Emboldened by our successful attempt to bring Christa Wolf to Oberlin, members of the German faculty decided without hesitation to invite another famous GDR author to be our visiting writer in spring 1975. Our target this time was Ulrich Plenzdorf, Berlin prose-writer, playwright, film director and scenarist. He had achieved widespread international acclaim for his controversial yet highly regarded short novel and screenplay, Die neuen Leiden des jungen W. (The New Sufferings of Young W. ), which in 1972 propelled him to the top among young writers of the GDR. The German faculty, and I especially, got lucky once again when Plenzdorf accepted our invitation. Plenzdorf’s residency at Oberlin College—like that of Christa Wolf the previous spring—was generally perceived as a prestigious coup. The New Sufferings became a phenomenal success, selling over four million copies in 30 languages.By the mid-1970s, mainly as a result of this work’s extraordinary popularity, Ulrich Plenzdorf had become the most discussed, reviewed, and performed GDR writer since the death of Bertolt Brecht in 1956.

Christa Wolf spent six weeks in Oberlin as German Writer-in-Residence in spring 1974 and helped awaken my interest in GDR literature. Fortunately, she was accompanied by her husband Gerhard, a well-known literary scholar and editor with connections to many contemporary GDR authors and publishers. I spent a lot of time with the Wolfs that spring, and they introduced me to the GDR literary scene through carefully selected readings and instructive conversations that were truly fascinating. When I told the Wolfs that I would be taking a one-year sabbatical leave in 1975-1976, they encouraged me to think about doing a project on GDR writing in the 1970s and promised to assist me. During the course of our discussions, the outline of a possible project gradually emerged. The focus would be on new directions and trends in East German literature during the period of “thaw” that occurred shortly after Erich Honecker became leader of the Socialist Unity Party in 1971. My interactions with the Wolfs were invaluable and enabled me to build and expand on what I had learned during my two trips inside the GDR.

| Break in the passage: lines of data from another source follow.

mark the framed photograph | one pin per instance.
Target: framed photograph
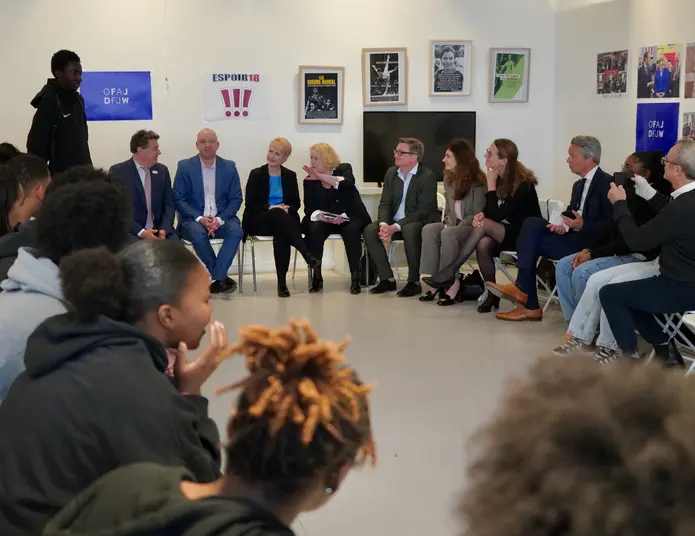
(320, 95)
(659, 72)
(509, 74)
(450, 68)
(384, 76)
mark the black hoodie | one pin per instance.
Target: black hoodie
(59, 132)
(146, 500)
(94, 397)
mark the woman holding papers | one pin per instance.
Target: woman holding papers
(333, 205)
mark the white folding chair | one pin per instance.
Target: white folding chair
(253, 239)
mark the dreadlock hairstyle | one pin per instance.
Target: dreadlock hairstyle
(301, 410)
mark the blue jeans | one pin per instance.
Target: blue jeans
(571, 283)
(197, 234)
(586, 316)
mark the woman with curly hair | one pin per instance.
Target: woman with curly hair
(582, 450)
(300, 424)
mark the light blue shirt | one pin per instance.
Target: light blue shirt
(400, 213)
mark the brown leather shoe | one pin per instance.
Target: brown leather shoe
(520, 314)
(508, 292)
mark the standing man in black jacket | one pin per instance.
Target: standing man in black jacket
(59, 130)
(629, 306)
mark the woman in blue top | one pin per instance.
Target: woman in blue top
(272, 205)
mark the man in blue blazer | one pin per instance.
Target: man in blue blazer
(149, 184)
(207, 196)
(588, 216)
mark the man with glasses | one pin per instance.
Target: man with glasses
(408, 203)
(207, 196)
(630, 306)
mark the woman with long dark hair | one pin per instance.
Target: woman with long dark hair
(11, 199)
(511, 198)
(464, 186)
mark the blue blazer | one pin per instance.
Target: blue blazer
(162, 199)
(189, 195)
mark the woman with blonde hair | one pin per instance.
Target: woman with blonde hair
(272, 205)
(464, 186)
(333, 206)
(511, 198)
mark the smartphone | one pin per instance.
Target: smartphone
(622, 178)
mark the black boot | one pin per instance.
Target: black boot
(489, 303)
(355, 287)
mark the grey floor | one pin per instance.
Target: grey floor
(439, 372)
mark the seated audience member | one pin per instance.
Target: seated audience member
(272, 206)
(207, 196)
(581, 450)
(511, 198)
(284, 456)
(630, 306)
(408, 203)
(83, 215)
(464, 188)
(11, 199)
(59, 133)
(329, 187)
(26, 235)
(35, 178)
(150, 189)
(587, 217)
(7, 152)
(580, 277)
(95, 395)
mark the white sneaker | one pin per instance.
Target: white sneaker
(572, 347)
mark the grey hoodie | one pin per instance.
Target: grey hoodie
(30, 294)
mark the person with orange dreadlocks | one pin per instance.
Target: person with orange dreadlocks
(301, 422)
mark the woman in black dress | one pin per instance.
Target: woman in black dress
(511, 198)
(272, 205)
(329, 188)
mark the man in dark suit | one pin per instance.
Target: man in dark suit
(149, 184)
(207, 196)
(588, 216)
(408, 203)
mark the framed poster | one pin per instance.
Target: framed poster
(659, 72)
(320, 95)
(384, 76)
(509, 74)
(450, 68)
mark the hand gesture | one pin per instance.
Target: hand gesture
(577, 223)
(191, 375)
(148, 234)
(616, 193)
(580, 258)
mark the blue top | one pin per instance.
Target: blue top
(275, 196)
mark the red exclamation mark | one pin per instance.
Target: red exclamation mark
(247, 101)
(227, 102)
(236, 93)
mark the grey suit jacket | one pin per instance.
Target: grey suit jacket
(473, 203)
(420, 202)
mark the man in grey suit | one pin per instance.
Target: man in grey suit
(408, 203)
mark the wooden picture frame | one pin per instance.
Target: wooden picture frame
(506, 83)
(456, 58)
(384, 76)
(320, 95)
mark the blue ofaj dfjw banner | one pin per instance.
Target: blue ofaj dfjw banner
(117, 96)
(657, 126)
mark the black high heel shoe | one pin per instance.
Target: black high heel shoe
(489, 303)
(431, 296)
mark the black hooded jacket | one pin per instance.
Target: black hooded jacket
(94, 397)
(59, 132)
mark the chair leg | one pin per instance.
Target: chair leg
(253, 265)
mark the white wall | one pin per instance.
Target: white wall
(583, 33)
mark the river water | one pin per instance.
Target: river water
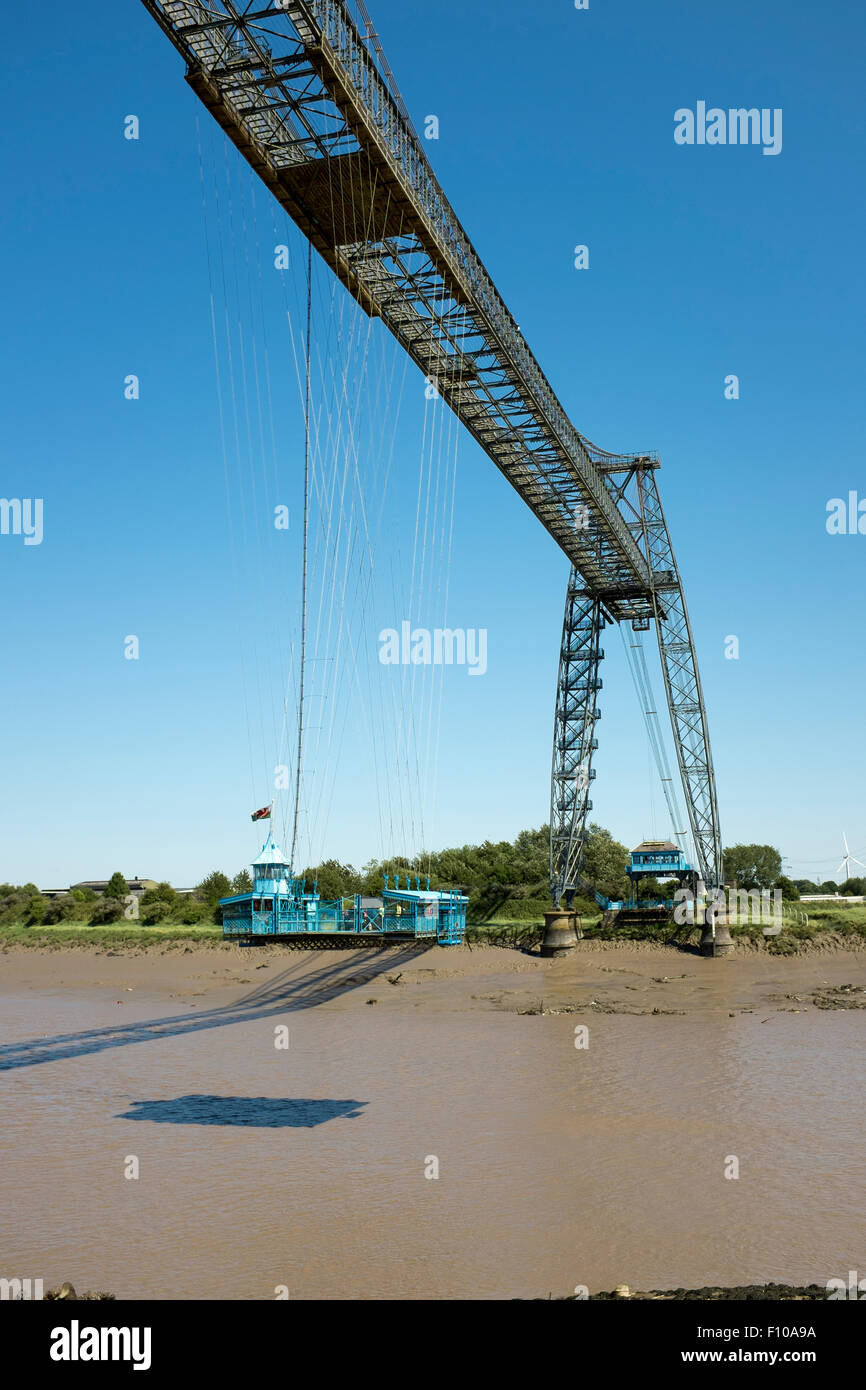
(305, 1168)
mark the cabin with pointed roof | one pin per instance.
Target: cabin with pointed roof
(280, 905)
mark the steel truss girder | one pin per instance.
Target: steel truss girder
(245, 67)
(574, 740)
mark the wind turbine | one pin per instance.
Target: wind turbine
(848, 859)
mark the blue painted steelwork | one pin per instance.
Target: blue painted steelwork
(281, 906)
(656, 859)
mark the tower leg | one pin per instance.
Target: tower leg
(560, 934)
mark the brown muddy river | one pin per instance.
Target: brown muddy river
(306, 1166)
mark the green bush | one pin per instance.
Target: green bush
(106, 909)
(60, 909)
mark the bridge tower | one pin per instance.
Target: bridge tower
(313, 106)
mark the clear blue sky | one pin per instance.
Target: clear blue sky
(556, 129)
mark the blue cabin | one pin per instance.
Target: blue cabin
(280, 905)
(656, 859)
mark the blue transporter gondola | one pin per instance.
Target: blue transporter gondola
(281, 906)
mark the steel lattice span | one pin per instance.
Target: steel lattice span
(312, 104)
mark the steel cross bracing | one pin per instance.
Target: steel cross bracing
(312, 106)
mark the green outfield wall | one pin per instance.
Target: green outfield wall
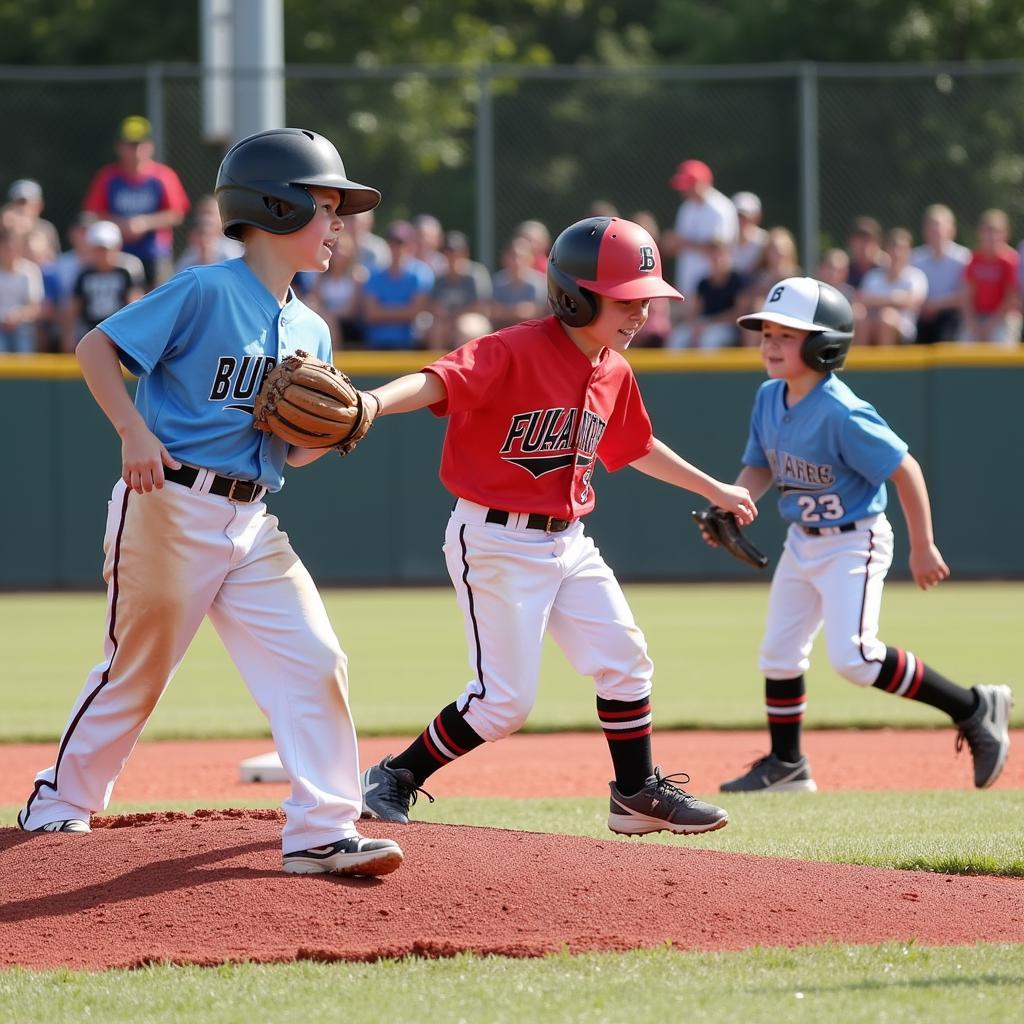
(378, 516)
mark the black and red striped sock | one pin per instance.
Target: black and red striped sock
(627, 726)
(906, 676)
(448, 737)
(785, 700)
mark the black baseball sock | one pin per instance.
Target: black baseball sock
(785, 700)
(906, 676)
(627, 728)
(448, 737)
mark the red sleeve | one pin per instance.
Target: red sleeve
(96, 200)
(470, 374)
(629, 435)
(174, 192)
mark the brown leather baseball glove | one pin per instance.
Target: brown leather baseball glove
(311, 403)
(722, 527)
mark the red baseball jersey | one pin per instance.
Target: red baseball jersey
(528, 414)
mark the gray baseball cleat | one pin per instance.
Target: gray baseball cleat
(70, 824)
(663, 806)
(769, 774)
(986, 732)
(388, 793)
(355, 855)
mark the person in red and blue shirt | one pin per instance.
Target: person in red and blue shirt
(143, 198)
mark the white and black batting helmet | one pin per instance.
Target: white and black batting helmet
(264, 181)
(809, 305)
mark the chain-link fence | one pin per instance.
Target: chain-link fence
(485, 150)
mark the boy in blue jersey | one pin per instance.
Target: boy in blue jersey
(187, 534)
(829, 455)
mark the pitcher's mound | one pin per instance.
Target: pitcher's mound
(207, 888)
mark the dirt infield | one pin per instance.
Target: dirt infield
(565, 764)
(207, 888)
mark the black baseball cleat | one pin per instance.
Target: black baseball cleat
(356, 855)
(663, 806)
(388, 793)
(987, 733)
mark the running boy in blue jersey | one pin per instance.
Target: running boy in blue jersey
(187, 534)
(829, 455)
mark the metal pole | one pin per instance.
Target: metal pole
(484, 144)
(258, 87)
(155, 105)
(810, 197)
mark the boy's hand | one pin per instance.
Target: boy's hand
(142, 460)
(737, 501)
(928, 566)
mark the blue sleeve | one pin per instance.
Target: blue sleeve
(754, 454)
(157, 325)
(869, 446)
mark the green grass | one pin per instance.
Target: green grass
(949, 832)
(408, 658)
(896, 983)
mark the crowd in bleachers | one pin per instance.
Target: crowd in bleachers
(416, 285)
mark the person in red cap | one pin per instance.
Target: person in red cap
(531, 409)
(705, 217)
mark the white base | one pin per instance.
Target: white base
(263, 768)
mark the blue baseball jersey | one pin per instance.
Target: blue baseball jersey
(201, 345)
(830, 454)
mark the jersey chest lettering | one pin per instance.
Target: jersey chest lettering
(546, 439)
(240, 380)
(788, 468)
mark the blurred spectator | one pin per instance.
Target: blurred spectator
(943, 262)
(704, 216)
(337, 294)
(23, 213)
(777, 262)
(429, 239)
(143, 198)
(518, 291)
(892, 296)
(109, 280)
(834, 268)
(539, 237)
(20, 295)
(655, 332)
(991, 303)
(864, 246)
(752, 238)
(712, 312)
(462, 287)
(394, 298)
(207, 242)
(470, 326)
(372, 250)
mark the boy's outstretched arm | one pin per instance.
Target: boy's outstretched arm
(927, 565)
(142, 455)
(662, 463)
(406, 394)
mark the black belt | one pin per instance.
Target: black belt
(226, 486)
(535, 520)
(847, 527)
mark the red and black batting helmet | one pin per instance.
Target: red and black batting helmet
(264, 181)
(602, 256)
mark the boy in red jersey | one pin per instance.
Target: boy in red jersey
(530, 408)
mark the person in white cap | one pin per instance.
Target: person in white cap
(752, 238)
(23, 212)
(109, 280)
(829, 455)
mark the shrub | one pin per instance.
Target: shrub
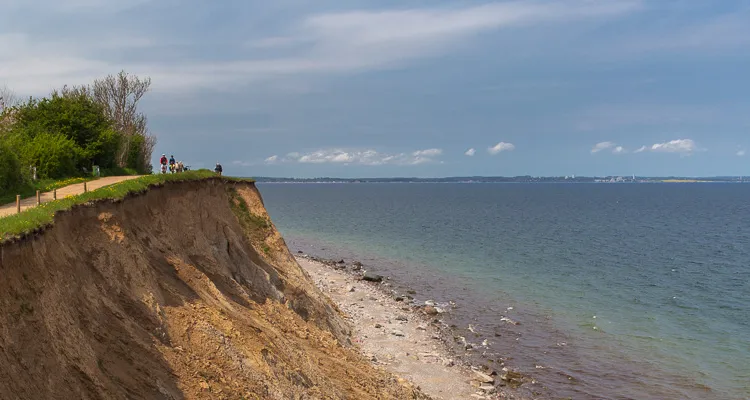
(54, 155)
(10, 168)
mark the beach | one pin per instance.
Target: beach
(403, 337)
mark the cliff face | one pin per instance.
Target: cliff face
(186, 291)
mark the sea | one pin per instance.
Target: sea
(594, 291)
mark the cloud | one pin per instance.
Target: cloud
(682, 146)
(500, 147)
(362, 157)
(602, 146)
(318, 43)
(428, 153)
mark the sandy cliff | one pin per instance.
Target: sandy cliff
(186, 291)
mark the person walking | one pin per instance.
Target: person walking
(163, 162)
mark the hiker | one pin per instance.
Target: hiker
(172, 164)
(163, 162)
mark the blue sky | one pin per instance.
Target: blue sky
(412, 88)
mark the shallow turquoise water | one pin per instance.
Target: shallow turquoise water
(623, 291)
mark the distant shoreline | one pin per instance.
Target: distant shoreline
(501, 180)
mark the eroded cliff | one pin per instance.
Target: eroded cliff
(186, 291)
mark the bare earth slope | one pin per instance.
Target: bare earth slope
(184, 292)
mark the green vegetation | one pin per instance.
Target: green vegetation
(255, 226)
(67, 133)
(43, 185)
(40, 216)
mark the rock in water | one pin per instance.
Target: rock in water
(484, 378)
(368, 276)
(430, 310)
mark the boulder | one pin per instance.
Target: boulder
(430, 310)
(370, 277)
(484, 378)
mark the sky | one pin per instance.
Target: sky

When Ulrich Plenzdorf came to Oberlin as visiting writer in spring of 1975, my informal education in the area of contemporary GDR literature continued. Uli Plenzdorf and I became good friends that semester, and he too helped me shape and finalize plans for my first research leave, a good portion of which I intended to spend in the GDR. I remain ever so grateful for the advice, assistance, and encouragement he gave me in the period leading up to my sabbatical leave. Like Christa and Gerhard Wolf the year before, he helped me develop and shape the project I proposed to undertake involving GDR writing and writers who were active in the 1970s. Moreover, when I was working on the project inside East Germany, he continued to assist me in meaningful ways, as did both of the Wolfs. In retrospect, I realize that I could not have produced an 840-page book like DDR-Literatur im Tauwetter (GDR Literature During the Thaw), nor most of my other major publications on East German literature, without the strong and unwavering support of Plenzdorf and the Wolfs. I am extremely indebted to them—but also to Lady Luck, for she guided them to Oberlin College at the perfect time!